Перед тем как уйти, подошел к Двинской, прошептал:
– У тебя совесть есть? Все уже обговорили тысячу раз. А ты опять за свое! Зачем ты меня при всех позоришь?
– Мне противно, когда ты врешь.
– Я не вру, ты же знаешь, что без уроков я на мои деньги ноги протяну.
– Знаю я твои уроки. Ты их мне достаточно… надавал.
– Могу еще дать. Погоди, квартира освободится. Тогда серьезно поговорим. Или, может быть, у тебя встретимся? С мужем любимым меня познакомишь. С мамой.
Заткнулась. Язвит, шипит как змея, а когда прижмешь ей хвост, теряется, слабеет. За это она мне тогда, четыре года назад и понравилась. И с тех пор тянется эта канитель. Давно уже прекратить пора. Тряпка.
Вышел из института. Решил пешком до Ленинских гор дойти. Вдоль ограды. До самой Смотровой Площадки. А оттуда на семерке до Спартака десять минут. Как раз успею.
Плохо, что снег на пешеходной дорожке не чистят. По щиколотку. Залезает в бутсы. Ноги промочу. Завтра будут сопли. Черт с ним. Так приятно по холодку пройтись. Уже одно отсутствие коллег веселит сердце как шампанское. Каждый день одни и те же надоевшие лица. Не институт, а казарма.
И не темно еще – хочется на свет посмотреть. А то – уходишь на работу, света еще нет, приезжаешь домой – уже темно. А в лаборатории и свет в окнах не радует, такая у нас царит казенщина.

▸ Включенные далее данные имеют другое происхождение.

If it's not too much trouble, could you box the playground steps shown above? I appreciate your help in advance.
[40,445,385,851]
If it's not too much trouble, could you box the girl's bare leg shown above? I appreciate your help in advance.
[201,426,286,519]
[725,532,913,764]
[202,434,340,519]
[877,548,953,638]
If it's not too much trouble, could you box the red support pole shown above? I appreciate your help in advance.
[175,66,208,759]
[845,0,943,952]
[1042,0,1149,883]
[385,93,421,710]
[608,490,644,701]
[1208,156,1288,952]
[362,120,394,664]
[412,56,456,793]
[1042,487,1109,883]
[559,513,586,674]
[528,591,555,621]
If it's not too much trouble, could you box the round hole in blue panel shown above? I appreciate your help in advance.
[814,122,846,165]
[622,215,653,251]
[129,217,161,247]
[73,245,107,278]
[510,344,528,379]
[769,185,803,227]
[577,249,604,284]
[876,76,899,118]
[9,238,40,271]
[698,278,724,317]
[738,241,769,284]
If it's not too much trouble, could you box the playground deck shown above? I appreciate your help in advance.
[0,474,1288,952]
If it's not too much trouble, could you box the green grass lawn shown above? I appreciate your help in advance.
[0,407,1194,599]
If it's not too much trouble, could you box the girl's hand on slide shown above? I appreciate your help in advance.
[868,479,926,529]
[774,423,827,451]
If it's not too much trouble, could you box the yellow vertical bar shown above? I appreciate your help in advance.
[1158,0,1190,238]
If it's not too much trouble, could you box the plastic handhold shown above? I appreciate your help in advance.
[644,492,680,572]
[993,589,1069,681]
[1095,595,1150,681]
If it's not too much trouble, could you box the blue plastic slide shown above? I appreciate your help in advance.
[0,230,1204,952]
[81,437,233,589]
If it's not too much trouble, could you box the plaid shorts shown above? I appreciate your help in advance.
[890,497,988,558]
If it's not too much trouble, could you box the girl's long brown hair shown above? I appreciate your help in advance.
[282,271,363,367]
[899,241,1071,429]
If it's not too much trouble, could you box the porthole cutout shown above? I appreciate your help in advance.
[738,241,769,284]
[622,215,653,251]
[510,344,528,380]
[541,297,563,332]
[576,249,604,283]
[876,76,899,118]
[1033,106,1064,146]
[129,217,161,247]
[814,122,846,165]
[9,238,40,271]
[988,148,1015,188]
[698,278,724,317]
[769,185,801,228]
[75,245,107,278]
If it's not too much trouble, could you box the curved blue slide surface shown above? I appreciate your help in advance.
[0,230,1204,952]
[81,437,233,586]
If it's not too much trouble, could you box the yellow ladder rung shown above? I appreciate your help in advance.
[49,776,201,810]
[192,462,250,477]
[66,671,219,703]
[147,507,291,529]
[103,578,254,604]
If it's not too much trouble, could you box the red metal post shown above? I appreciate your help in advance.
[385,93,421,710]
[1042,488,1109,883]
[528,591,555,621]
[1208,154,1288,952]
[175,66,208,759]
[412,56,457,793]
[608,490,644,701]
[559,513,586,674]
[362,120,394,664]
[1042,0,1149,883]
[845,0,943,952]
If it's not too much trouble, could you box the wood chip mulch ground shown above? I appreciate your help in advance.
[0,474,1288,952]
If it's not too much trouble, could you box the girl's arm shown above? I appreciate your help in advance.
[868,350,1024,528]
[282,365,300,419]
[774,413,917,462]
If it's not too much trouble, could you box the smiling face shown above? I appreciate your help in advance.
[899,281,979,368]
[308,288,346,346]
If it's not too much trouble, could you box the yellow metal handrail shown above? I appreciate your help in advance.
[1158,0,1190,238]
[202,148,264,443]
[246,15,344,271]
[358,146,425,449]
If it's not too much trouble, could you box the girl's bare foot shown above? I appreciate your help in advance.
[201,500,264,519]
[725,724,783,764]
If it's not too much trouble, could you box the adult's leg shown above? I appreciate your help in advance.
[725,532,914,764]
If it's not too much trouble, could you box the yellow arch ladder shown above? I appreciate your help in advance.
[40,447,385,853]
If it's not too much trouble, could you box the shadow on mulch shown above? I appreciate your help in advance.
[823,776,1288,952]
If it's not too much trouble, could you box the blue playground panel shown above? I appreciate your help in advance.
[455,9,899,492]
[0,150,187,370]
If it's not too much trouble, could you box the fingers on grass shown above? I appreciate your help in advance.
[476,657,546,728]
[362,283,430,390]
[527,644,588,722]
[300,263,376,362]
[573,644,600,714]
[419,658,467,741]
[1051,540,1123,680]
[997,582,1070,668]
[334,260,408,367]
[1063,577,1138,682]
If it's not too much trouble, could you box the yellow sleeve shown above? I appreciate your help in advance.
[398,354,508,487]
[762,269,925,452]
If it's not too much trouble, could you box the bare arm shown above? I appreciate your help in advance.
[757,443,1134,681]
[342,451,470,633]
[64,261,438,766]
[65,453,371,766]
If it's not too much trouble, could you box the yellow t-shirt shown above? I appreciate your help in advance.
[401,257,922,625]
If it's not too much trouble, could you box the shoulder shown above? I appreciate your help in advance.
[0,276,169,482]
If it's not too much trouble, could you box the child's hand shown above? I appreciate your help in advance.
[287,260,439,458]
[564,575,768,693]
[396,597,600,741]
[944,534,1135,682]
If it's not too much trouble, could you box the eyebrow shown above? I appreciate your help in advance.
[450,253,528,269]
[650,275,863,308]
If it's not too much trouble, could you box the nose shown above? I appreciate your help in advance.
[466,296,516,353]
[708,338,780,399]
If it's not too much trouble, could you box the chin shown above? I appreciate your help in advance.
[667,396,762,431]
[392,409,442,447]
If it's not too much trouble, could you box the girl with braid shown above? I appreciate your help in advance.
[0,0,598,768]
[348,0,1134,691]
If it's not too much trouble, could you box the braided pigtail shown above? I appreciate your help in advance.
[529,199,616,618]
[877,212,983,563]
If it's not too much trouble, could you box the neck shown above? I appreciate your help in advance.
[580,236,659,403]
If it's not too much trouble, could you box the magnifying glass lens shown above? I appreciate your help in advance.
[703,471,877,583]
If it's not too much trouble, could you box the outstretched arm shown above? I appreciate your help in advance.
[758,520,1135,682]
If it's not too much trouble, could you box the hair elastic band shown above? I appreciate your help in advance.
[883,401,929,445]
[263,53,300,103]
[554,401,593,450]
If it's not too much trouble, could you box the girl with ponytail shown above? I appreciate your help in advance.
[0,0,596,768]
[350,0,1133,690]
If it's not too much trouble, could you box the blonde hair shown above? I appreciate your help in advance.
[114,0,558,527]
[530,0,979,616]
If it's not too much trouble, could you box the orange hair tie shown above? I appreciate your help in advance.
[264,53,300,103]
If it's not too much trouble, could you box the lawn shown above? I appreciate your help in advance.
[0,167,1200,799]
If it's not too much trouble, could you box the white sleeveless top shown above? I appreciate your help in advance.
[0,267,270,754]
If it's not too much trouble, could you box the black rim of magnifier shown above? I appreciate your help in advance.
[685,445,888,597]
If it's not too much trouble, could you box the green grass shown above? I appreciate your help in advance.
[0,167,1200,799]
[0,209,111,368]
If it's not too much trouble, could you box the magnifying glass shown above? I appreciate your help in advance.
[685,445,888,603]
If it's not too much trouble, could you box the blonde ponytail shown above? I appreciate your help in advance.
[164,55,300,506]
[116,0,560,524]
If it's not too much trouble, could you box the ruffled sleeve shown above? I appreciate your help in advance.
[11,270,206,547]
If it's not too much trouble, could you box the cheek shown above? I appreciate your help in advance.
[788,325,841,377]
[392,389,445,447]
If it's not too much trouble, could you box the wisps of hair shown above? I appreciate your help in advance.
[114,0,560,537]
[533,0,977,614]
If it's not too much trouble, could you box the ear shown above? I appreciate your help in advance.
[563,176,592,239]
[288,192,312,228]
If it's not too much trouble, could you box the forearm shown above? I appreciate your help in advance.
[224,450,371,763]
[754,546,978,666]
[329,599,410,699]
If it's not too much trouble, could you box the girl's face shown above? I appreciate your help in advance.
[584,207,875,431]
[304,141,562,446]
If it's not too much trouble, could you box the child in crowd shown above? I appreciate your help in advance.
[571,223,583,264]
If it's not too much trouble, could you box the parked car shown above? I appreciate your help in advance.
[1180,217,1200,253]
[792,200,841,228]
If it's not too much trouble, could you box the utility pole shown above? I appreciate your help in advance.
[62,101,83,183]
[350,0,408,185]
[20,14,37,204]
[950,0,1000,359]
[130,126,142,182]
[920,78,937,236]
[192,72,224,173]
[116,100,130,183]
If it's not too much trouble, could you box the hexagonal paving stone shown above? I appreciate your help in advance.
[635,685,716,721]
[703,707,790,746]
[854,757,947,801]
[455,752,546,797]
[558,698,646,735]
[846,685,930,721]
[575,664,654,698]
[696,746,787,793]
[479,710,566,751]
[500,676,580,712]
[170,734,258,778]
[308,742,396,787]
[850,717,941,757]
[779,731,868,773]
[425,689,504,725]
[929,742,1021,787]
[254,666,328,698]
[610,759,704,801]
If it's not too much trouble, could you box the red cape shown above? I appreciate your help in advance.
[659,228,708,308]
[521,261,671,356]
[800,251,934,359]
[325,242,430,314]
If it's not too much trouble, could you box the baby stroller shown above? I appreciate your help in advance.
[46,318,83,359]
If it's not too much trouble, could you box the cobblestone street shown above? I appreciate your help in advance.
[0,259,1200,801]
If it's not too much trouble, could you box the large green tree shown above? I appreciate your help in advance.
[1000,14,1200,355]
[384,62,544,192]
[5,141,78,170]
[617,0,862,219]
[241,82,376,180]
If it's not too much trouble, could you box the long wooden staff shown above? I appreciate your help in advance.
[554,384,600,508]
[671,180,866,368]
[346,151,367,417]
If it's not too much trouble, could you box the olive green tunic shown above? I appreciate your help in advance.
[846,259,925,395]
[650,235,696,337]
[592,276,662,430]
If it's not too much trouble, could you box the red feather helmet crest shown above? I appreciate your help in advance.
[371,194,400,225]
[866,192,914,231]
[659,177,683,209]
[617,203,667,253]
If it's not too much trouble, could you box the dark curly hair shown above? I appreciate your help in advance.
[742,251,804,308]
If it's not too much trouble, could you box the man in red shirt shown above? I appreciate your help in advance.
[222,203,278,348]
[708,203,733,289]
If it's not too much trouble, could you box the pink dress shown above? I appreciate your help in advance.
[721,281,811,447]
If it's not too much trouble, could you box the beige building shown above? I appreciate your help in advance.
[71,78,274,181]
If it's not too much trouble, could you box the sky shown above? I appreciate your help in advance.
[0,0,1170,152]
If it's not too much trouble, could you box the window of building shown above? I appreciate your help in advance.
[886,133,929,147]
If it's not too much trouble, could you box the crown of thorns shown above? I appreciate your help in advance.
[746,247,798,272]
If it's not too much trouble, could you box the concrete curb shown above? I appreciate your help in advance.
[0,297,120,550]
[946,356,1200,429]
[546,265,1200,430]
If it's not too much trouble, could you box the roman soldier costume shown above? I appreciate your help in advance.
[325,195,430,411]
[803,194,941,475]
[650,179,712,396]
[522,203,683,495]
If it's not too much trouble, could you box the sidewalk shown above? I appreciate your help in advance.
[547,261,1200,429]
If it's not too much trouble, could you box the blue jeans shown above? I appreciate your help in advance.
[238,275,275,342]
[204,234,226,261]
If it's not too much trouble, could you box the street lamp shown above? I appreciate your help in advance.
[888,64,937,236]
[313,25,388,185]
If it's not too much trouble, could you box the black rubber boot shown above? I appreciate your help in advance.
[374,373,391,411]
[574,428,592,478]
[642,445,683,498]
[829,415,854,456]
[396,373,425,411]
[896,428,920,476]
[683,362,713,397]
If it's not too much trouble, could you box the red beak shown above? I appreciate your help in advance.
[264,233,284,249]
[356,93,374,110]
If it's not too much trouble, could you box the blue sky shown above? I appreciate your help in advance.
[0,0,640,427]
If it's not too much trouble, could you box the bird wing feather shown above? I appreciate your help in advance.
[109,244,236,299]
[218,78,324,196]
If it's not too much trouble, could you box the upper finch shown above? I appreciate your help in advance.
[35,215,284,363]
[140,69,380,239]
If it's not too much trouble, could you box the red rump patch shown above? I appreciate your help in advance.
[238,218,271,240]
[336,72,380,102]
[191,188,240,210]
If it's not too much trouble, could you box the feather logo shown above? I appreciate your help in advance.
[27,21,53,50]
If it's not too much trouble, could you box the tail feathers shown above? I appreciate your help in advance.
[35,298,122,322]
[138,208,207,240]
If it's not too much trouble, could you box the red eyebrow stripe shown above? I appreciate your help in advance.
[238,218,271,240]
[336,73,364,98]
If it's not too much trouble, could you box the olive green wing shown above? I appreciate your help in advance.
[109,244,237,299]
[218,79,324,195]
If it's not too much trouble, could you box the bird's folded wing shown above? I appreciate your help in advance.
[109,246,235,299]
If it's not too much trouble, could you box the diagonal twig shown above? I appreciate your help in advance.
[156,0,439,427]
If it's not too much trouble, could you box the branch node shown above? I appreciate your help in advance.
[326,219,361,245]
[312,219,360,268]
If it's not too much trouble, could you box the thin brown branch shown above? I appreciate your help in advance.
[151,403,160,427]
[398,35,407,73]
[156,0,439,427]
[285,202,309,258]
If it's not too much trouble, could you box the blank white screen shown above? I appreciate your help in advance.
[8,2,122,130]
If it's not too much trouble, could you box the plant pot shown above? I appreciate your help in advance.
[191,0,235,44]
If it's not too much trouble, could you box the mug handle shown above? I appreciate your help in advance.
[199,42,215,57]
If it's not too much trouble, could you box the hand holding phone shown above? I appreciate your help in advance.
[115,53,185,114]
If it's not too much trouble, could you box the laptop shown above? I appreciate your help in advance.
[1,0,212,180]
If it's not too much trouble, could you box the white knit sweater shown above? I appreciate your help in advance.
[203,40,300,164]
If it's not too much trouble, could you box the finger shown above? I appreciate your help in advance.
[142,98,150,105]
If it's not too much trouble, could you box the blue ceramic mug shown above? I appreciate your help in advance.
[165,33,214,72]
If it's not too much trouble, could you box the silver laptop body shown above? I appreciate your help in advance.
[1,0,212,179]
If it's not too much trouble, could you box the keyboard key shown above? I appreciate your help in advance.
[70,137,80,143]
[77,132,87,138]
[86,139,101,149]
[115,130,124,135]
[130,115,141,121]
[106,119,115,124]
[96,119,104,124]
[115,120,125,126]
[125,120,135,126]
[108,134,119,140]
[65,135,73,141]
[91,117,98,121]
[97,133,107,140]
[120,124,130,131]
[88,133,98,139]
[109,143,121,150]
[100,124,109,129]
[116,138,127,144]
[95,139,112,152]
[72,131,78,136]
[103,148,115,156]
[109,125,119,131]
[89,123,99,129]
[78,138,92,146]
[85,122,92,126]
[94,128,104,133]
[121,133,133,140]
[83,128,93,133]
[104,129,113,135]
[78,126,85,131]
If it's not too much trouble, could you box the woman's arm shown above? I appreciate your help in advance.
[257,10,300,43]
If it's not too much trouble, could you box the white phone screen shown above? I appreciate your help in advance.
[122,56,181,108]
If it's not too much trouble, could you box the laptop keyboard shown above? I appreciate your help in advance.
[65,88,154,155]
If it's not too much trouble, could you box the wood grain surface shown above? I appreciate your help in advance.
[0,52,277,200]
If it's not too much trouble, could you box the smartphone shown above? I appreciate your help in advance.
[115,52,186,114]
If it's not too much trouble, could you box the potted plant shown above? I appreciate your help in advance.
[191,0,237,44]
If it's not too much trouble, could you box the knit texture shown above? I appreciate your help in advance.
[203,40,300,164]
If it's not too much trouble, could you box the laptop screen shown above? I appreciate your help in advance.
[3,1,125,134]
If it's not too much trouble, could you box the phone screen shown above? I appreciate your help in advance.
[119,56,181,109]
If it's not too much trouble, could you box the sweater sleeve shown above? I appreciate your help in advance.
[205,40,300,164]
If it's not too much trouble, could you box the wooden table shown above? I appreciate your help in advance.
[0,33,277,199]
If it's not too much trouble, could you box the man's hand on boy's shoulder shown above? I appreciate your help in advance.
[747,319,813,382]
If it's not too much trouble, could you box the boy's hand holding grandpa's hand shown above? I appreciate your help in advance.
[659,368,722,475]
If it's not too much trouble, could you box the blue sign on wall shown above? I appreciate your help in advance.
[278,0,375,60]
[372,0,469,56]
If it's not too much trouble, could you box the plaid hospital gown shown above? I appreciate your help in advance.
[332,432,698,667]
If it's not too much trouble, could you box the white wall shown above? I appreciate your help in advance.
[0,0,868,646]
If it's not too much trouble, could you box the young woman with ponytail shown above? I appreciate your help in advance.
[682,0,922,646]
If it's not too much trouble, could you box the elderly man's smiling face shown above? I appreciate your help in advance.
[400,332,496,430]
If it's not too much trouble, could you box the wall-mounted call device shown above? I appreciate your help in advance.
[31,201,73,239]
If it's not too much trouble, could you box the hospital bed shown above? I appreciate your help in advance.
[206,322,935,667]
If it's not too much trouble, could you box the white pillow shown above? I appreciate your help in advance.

Огонь присно палящий и тьма несветимыя.
Да и с самим собой поболтать приятно. Хорошо думается на прогулке. Идешь и как будто из окошка поезда на мир смотришь.
Так о чем поговорим? Конечно о ней! С самим собой? С кем же еще об этом говорить? С женой? Даже с матерью нельзя. Начнет сразу шилом колоть.
– Я тебя предупреждала! Женатые все смурные. Если женился, не порти жене жизнь. У тебя ребенок.
А сама этого ребенка видеть не желает!
– Не лезь к чужим бабам в постель!
Да не лезу, рад бы, да не лезу. Где это в Москве можно найти постель? Это вам не Чикаго (там на всех углах постели с чужими женами). Тут Москва. Холод и лед. Даже на лавочку не сядешь – зад примерзнет.